The move, announced Friday, shelves two of the most contentious bills to emerge this legislative session: one designed to force IHC to sell its insurance division, the other to give patients greater access to doctors and hospitals not approved by their insurance plans. Both were fueled by criticism of IHC - from its size to its billing practices to its tax-exempt status. And now, after a weeklong IHC media blitz and pleas from hesitant lawmakers, both are headed to a study group.
Sen. Michael Waddoups, R-Taylorsville, rewrote the divestiture bill Friday to include a task force, and within hours Sen. Chris Buttars, R-West Jordan, pulled his patient-access bill from a House committee and said that he, too, was backing down.
Waddoups' proposal still would force IHC to get rid of its health plans by July 2008, but it gives the Legislature three years to study the issue - and to change its mind. That concession made Buttars look less deliberative and damaged his bill's chance of passage, he said.
"The big cry has been let's study this thing," Buttars said, adding later: "I'm disappointed, but it's a good compromise."
IHC was less enthusiastic.
In a statement, CEO Bill Nelson said a study group is a good idea, but noted the bill still calls for a divestiture of IHC's health plan. "Such a requirement seems to predetermine the outcome of the task force and appears at odds with a spirit of objective inquiry," he said.
There is plenty of time for lawmakers to change that - the divestiture bill still must pass a full vote of the Senate and three more in the House - and for IHC to continue its well-honed display of defensive medicine.
Since Waddoups unveiled his bill Feb. 11, IHC employees and supporters have deluged lawmakers with e-mails - one legislator said he receives 200 a day - and crammed the Capitol in protest. They have appeared in ads to trash Waddoups' legislation as a hidden cost increase for employers and their workers.
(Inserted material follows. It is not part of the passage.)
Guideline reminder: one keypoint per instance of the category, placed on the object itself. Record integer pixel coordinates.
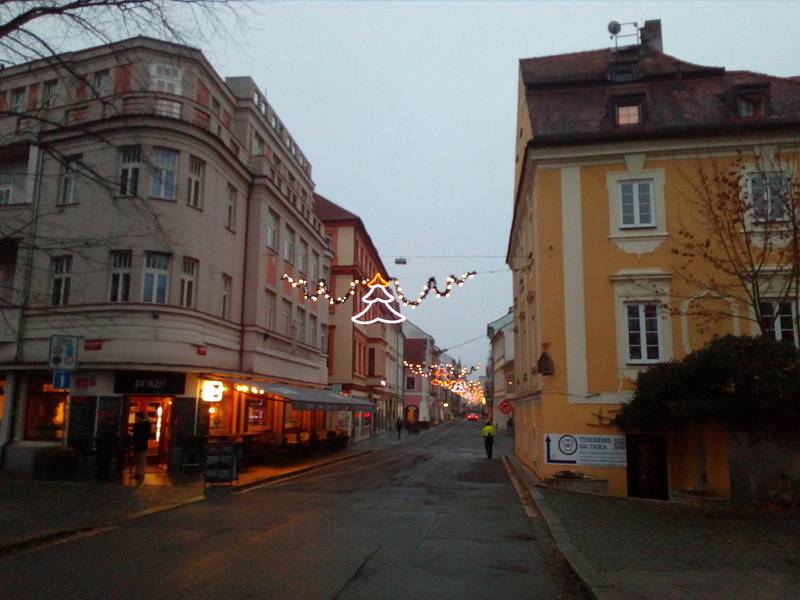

Buttars' bill, which passed the Senate last week, would have allowed customers of health plans, including IHC's, to seek care from any willing provider as long as the doctor or hospital were willing to accept 95 percent of the insurance company's standard rate. Although the bill undermined IHC's most popular plan - the closed-panel HMO - the company left opposition up to other Utah insurers and their lobbyists, who staged a number of news conferences blasting the bill.
Tom Anderson, a chiropractor and supporter of the patient-access bill, said it is a shame members of the House will not get to debate it. The problem, he said, is that the proposal was linked to Waddoups' bill long before Buttars announced his proposed merger, and both were branded as IHC-bashing.
And yet, Anderson acknowledged, that backlash against IHC is probably why the patient access bill got as far as it did. At least, he said, the concept of letting patients, not health plans, choose their doctors is not dead, even if the bill is.
"They married it [to Waddoups' bill] to keep it alive," he said. "And that's better than nothing."